My understanding is that there were two elements to the troubles the British experienced in Helmand in 2006. First, they were riding high in institutional arrogance stemming from Iraq. The British Army was looking at the Sunni Insurgency in Iraq and the relative calm in Basra, where its forces were located, and was wagging its finger at the Americans who "didn't know COIN." This is evident when a British senior officer published an article in the US Army's professional journal telling them so.

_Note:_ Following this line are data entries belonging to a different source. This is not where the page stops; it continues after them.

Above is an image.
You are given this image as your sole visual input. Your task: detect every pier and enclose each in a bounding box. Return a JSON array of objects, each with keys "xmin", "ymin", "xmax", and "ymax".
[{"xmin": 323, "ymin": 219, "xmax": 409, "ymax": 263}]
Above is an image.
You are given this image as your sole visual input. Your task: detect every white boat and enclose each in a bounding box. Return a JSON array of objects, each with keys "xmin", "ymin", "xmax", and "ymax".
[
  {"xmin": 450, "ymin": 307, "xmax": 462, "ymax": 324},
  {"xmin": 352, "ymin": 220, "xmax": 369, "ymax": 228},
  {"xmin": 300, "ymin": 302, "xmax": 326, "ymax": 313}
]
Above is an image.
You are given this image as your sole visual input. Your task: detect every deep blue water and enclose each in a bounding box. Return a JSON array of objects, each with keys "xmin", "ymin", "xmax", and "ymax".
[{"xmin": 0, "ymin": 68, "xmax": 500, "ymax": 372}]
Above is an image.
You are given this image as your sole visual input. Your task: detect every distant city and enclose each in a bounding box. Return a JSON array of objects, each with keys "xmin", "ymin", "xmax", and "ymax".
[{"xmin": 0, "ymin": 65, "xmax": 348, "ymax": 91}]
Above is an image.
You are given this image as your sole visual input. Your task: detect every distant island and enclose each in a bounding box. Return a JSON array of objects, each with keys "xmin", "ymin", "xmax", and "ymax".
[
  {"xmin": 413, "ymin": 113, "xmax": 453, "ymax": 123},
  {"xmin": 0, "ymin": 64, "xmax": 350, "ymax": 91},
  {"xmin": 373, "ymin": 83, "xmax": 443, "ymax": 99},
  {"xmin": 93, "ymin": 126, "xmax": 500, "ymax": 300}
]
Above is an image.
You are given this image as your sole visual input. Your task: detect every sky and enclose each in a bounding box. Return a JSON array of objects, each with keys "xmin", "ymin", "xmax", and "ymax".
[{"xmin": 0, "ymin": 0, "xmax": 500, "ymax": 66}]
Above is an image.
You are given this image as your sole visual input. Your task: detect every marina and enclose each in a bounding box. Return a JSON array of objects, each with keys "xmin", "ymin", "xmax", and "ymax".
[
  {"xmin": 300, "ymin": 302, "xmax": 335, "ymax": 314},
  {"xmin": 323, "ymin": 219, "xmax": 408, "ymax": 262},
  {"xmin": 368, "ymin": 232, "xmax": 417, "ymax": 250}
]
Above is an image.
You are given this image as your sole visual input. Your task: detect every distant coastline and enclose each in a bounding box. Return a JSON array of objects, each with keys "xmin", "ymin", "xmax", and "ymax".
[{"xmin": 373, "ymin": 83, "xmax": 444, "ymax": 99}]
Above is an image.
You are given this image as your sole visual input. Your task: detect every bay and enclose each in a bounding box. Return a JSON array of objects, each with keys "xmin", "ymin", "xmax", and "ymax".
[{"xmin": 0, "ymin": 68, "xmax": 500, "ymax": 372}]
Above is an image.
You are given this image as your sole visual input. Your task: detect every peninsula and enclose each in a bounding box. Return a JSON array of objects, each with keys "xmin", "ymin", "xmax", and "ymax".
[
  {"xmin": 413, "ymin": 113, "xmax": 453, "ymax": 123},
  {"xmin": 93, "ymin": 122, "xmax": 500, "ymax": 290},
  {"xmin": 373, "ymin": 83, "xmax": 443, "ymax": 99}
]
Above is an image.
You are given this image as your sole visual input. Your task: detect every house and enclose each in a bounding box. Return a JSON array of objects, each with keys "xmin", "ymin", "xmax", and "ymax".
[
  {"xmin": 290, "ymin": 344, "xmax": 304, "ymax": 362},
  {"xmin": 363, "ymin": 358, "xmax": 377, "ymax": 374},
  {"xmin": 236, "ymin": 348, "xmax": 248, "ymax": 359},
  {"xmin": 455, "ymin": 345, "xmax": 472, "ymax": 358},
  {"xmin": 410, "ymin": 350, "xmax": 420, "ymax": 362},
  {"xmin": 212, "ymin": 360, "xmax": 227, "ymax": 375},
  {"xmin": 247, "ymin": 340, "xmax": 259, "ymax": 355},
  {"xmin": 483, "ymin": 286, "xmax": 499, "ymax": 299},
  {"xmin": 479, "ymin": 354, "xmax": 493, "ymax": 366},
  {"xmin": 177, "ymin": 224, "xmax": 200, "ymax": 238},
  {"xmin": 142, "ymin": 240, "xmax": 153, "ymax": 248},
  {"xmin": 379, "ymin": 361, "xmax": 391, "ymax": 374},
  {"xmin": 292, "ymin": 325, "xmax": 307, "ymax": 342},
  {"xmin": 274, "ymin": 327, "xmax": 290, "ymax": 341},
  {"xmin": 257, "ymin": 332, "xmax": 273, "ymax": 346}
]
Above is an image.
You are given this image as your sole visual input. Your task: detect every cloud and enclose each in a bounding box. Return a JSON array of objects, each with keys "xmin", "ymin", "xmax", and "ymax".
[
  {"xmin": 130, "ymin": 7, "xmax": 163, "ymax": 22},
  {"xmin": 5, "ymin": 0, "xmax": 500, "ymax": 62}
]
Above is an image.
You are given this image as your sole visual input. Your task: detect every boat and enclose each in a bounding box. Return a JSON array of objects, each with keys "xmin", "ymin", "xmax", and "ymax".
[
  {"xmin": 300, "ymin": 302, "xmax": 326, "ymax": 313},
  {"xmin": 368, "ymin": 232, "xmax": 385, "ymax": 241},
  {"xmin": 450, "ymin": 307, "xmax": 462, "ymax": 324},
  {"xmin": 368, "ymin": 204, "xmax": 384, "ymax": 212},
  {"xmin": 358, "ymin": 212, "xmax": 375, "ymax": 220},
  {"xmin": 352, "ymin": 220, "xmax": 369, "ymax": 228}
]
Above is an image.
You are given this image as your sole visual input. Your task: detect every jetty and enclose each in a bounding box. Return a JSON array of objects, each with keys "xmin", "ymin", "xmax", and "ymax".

The truth hurts, as it should on occasion. Careerism kills troops... friendly forces' troops mainly:


Helmand: anatomy of a disaster​


As painfully described in an investigation published last week by the Times of London, the charge against military top brass, and those like Stirrup who talked endlessly of constant progress on the ground, is of filtering complaints from field commanders and junior soldiers so that politicians under the previous Labour administration got spared the full picture of how badly things were going in Helmand and the many shortfalls, for example, of war-winning military equipment and in basic welfare for the troops and their injured. Britain went into Helmand, the article described, with its "eyes shut and fingers crossed."

 
My understanding is that there were two elements to the troubles the British experienced in Helmand in 2006. First, they were riding high in institutional arrogance stemming from Iraq. The British Army was looking at the Sunni Insurgency in Iraq and the relative calm in Basra, where its forces were located, and was wagging its finger at the Americans who "didn't know COIN." This is evident when a British senior officer published an article in the US Army's professional journal telling them so.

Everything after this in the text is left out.